Editorial: Suspicions about Cleveland home went unheard
The escape this week of three young Cleveland women missing for a decade is a story with many remarkable twists and turns.
Amanda Berry, 27, Michelle Knight, 32, and Gina DeJesus, 22, had been held captive since their teens or early 20s. The three brothers being held as suspects in the case were well known in the close-knit Puerto Rican neighborhood, even attending candlelight vigils and fundraisers for the victims.
But one of the most incredible parts of the story is that the women went undiscovered for so long. They were apparently being held in a frame house, located on a crowded block just a few feet away from homes on either side. The home faces a row of six homes just across the street.
In the wake of the escape, a few neighbors said they had reported suspicious activities over the years such as a naked woman crawling in the backyard, the face of a child at a window or the sound of someone pounding on doors. Police have stressed that they never received such calls, and at this point, it is hard to know where the truth lies.

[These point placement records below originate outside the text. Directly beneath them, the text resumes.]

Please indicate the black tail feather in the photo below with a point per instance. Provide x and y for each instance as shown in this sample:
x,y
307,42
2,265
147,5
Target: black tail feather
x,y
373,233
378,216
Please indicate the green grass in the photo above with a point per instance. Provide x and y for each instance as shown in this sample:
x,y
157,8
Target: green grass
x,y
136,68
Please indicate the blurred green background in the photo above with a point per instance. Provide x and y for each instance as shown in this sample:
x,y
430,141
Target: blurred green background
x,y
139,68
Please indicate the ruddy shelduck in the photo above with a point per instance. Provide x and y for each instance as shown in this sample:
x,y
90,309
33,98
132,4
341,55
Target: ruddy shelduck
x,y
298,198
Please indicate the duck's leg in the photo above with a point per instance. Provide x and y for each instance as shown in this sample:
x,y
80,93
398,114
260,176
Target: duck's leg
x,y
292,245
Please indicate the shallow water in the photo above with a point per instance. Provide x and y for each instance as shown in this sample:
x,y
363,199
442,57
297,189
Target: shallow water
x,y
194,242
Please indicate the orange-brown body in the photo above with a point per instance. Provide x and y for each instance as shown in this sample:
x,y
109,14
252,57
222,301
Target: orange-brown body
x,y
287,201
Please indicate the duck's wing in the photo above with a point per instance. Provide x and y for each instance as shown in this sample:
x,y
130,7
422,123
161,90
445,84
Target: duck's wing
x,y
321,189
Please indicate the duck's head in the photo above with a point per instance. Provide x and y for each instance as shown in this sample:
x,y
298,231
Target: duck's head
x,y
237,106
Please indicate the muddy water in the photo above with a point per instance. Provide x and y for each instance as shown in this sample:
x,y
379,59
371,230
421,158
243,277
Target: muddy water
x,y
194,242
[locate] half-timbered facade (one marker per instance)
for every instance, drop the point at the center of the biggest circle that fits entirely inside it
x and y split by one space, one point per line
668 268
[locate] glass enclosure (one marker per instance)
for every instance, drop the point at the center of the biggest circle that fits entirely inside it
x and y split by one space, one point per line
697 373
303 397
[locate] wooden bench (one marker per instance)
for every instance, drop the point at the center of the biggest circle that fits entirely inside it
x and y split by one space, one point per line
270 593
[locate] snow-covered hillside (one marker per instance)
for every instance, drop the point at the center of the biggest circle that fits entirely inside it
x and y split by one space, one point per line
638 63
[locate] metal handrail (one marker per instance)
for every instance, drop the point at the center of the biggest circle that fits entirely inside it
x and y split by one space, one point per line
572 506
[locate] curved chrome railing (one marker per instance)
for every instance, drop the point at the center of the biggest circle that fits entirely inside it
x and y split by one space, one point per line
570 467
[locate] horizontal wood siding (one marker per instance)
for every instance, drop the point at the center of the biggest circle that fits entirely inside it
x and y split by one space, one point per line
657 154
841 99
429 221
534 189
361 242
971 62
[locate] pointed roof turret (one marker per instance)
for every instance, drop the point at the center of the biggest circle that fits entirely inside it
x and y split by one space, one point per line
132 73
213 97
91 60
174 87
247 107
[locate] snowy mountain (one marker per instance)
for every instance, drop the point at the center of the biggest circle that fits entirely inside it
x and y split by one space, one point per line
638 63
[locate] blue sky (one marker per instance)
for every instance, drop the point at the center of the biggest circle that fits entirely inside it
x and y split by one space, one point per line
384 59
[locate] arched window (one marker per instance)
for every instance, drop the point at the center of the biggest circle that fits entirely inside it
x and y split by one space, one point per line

However, it is a chilling reminder that communication between the eyes and ears of a neighborhood and the police is critical to solving and preventing crime. One of the fruits of the recent Weed and Seed program in Huntington was fostering more trust between residents and local police. That led to more information, which led to more arrests and safer neighborhoods.
When we see suspicious activities in our neighborhood, we need to report it to police. In the same way, police need to be sure they are listening and carefully considering any report.
Apparently those lines of communication broke down in Cleveland, and three women spent years held hostage in a home in their own neighborhood.